Tbs met BV eindigde pas bij daadwerkelijke levering van aandelen aan dochter

X bezat alle aandelen in BV A. Het bedrijfspand was eigendom van X en werd door hem verhuurd aan BV A. De dochter van X was werkzaam in de onderneming en wilde de zaak overnemen. Op 8 april 2000 vond daarom een bespreking plaats met een adviseur. Het was de bedoeling dat de onderneming zou uitzakken in BV B, een lege BV waarvan BV A alle aandelen bezat, en dat de dochter die aandelen zou overnemen. Op 22 december 2010 droeg BV A de onderneming over aan BV B en op 31 januari 2011 werden de aandelen BV B geleverd aan de dochter. X nam in zijn aangifte IB 2010 het standpunt in dat de tbs van het pand was geëindigd per 8 april 2010, maar de inspecteur stelde dat de tbs was geëindigd per 31 december 2010. Rechtbank Gelderland besliste op het beroep van X anders. Volgens de Rechtbank was er in 2010 geen overeenkomst tot stand gekomen, waarbij het (economisch) belang in de onderneming, al dan niet middellijk via BV A, door vader aan de dochter was overgedragen. De verbintenis die vader en dochter op zich hadden genomen op 8 april 2010, was onvoldoende bepaalbaar om de overeenkomst bindend voor beide partijen te kunnen achten. Zowel het onderwerp van de overeenkomst, als de koopsom was onvoldoende bepaalbaar. De afspraken in april 2010 schetsen slechts de contouren van hetgeen werd overgenomen door de dochter. Ook in de loop van 2010 was geen overeenkomst tot stand gekomen.

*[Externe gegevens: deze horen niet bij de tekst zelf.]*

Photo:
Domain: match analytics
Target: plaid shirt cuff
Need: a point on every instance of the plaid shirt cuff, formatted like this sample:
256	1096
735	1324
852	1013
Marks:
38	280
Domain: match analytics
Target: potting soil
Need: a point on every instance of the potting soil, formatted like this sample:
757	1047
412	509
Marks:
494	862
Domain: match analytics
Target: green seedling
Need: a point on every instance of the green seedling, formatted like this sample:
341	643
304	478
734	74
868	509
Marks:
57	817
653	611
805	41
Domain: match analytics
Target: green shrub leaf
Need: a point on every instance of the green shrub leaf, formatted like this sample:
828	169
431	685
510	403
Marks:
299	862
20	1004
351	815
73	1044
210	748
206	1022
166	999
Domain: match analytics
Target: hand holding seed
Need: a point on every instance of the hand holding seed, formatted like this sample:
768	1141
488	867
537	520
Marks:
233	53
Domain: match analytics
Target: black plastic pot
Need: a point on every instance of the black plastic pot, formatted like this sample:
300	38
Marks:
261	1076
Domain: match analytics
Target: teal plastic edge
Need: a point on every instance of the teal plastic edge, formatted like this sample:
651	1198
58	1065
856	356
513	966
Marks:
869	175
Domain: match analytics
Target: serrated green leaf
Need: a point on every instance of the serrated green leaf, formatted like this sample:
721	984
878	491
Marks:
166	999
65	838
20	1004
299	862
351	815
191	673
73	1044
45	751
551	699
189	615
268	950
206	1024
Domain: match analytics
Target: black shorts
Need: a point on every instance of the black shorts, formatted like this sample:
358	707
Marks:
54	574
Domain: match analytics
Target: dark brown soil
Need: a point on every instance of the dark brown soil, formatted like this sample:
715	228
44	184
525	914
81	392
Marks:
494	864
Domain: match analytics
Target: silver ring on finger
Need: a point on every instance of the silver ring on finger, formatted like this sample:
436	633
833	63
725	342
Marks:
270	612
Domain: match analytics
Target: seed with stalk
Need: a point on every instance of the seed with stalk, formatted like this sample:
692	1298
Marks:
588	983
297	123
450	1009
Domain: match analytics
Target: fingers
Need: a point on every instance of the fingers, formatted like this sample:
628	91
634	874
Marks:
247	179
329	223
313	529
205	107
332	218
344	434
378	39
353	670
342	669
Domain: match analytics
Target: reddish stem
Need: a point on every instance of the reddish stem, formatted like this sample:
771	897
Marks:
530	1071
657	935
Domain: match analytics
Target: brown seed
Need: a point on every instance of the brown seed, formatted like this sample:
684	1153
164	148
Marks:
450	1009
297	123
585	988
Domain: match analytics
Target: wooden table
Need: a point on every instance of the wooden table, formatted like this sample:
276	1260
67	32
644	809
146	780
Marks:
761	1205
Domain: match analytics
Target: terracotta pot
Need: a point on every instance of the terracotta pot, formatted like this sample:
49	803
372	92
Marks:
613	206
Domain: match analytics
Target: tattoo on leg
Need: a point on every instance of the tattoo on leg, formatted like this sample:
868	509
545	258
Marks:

Weliswaar was er een overeenkomst van overdracht tussen BV A en BV B gesloten, maar van een overeenkomst tussen BV A en de dochter was op dat moment nog geen sprake. Deze overeenkomst was volgens de Rechtbank pas tot stand gekomen op 31 januari 2011 door middel van de akte van levering van de aandelen BV B. De tbs van het pand door X was dus niet in 2010 beëindigd. De Rechtbank verklaarde het beroep van X gegrond.